BARRIERS BREAKING DOWN.

With my left hamstring feeling tight and painful, I have no other choice but to cycle.  And cycle hard.  I plan a 50 miler this weekend, weather permitting.  I wish I had some company to enjoy the day with, but most of my friends are running this weekend in races.  I support them all and as they run, I will cycle to freedom.

I have also recently signed up for two Turkey Trots.  A 5k and a 5 miler.  Plus I have this Nike Human Race ~ because I am human, after all. I’ve got lofty goals for these races.  And, why shouldn’t I have these lofty goals?  Gotta think big right?

Nike_tomorrow

I admit, sometimes I can’t fight the power, and I get discouraged.  But, only for a moment.  Or two.  Then I totally snap out of that shit.

Have you noticed, that the more you hurry, the slower you go?
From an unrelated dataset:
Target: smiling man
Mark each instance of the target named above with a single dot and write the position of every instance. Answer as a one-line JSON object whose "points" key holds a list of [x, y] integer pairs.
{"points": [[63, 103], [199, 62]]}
The more you wait, the longer it takes?

The more you worry, the less you dream?

But the more you live, love, and laugh, Michelle, the more you live, love, and laugh.

Weird?
The Universe

Yeah, weird.

BARRIER’S GONE!!

“How vain it is to sit down to write when you have not stood up to live” – Henry David Thoreau (THANK YOU PUNKROCKRUNNER)

There is nothing quite so gentle, deep, and irrational as our running—and nothing quite so savage, and so wild.

Life is like riding a bicycle. To keep your balance you must keep moving. -Albert Einstein

Keep it moving folks.  Nothing to see here!!